Rebecca is quick to remind the panel that AI won’t eliminate jobs, just as algorithmic trading didn’t empty out trading floors. Instead, it creates new roles and redistributes responsibilities. Andy agrees, noting that younger professionals are already fluent in using tools like ChatGPT and Claude Haiku. The next generation of workers will expect AI to be part of their everyday toolkit.
Importantly, the panel agrees on one principle: the human must stay in the loop. From regulatory compliance to strategic oversight, human judgement remains irreplaceable. Andy and Paul discuss techniques like neuro-symbolic AI and agent guardrails to ensure systems remain transparent, auditable, and aligned with business objectives.
FinTech recruiters must now seek out hybrid talent—people who understand both technology and regulation, automation and governance. At Harrington Starr, this hybrid skillset is one of the top priorities for 2025 hiring plans.
Regulation, Risk and the Safe Experimentation Model
As the discussion winds down, the panel reflects on the balance between innovation and risk management. Rebecca notes that regulators are moving faster than ever, but firms must also create their own frameworks for safe experimentation. AI adoption need not be an all-or-nothing decision. Small-scale trials, pilots, and phased rollouts can help firms test value before committing to full-scale deployments.
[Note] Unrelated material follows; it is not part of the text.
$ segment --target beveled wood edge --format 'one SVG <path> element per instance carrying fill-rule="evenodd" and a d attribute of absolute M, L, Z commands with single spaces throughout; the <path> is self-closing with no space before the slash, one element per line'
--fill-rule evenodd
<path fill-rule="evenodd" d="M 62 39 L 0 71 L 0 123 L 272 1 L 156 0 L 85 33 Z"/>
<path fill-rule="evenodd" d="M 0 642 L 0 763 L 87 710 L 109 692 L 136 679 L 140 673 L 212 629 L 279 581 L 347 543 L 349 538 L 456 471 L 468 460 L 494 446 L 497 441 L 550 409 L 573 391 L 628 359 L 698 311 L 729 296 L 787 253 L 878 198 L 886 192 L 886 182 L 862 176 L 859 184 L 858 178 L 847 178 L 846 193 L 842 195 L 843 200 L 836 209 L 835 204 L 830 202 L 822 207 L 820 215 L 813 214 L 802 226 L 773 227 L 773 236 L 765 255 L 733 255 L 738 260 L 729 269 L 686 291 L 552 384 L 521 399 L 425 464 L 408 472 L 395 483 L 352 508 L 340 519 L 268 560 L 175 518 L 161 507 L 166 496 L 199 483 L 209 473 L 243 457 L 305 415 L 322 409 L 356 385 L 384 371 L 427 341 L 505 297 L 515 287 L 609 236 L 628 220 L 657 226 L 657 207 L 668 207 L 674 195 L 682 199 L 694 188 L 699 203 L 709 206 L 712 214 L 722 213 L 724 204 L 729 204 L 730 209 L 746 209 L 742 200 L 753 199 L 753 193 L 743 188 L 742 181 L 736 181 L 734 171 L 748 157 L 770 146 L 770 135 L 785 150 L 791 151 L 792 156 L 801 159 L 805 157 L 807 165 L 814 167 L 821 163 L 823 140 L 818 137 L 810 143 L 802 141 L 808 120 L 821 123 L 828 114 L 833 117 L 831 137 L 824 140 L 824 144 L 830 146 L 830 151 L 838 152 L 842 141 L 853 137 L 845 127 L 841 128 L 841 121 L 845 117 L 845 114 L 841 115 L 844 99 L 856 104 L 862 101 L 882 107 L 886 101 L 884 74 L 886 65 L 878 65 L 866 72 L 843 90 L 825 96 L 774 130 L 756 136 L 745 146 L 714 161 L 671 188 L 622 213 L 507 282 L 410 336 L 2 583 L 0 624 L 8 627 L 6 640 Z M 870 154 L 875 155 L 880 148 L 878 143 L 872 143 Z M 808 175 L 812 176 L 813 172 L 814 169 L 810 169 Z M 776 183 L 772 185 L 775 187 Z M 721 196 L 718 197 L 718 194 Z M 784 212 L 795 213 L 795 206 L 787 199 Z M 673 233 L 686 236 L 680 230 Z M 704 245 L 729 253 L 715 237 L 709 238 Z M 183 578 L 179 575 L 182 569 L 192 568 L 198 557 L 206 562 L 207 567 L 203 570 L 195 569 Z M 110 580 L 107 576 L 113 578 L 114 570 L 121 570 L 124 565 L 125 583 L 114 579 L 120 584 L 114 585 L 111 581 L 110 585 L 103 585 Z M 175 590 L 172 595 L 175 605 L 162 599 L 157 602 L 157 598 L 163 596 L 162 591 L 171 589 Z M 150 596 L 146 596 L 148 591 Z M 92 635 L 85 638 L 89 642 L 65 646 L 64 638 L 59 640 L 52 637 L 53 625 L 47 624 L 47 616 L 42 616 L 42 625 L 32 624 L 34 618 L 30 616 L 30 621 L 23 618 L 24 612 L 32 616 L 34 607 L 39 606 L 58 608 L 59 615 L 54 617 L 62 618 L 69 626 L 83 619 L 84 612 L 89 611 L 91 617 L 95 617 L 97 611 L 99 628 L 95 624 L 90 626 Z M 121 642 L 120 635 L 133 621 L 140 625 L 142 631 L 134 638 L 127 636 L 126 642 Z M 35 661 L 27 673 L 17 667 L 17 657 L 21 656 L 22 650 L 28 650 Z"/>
Daniel adds that BTON Financial reduces client risk by acting as a lightweight, API-first layer—plugging into existing systems without disrupting them. Andy points out that the industry is not inherently risk-averse, but it is cautious about unquantified risk. That’s why it’s vital to embed AI systems with safeguards that ensure transparency and accountability.
Paul closes the conversation with a final point on long-term planning. Businesses that treat AI as a short-term trend will be left behind. Those that plan for its permanent presence—building strategy, skills, and infrastructure around it—will be the winners.
Final Thoughts: What This Means for FinTech Recruitment
This episode of FinTech Focus TV is more than just a conversation—it’s a blueprint for the future of capital markets and a guide for how recruitment must evolve. For Harrington Starr, the takeaways are clear:
- AI is no longer theoretical. It’s operational, practical, and reshaping job descriptions today.
- FinTech firms need hybrid professionals who blend market knowledge, technical fluency, and collaborative mindset.
- Safe experimentation, distribution partnerships, and human-in-the-loop design are essential to AI adoption.
- FinTech jobs of the future will demand expertise in agentic systems, API integration, and ethical AI governance.
Whether you’re a hiring manager, jobseeker, or technology leader, this panel offers invaluable insight into the transformation underway. AI in capital markets is no longer a future vision—it’s here, and it’s rewriting the rules.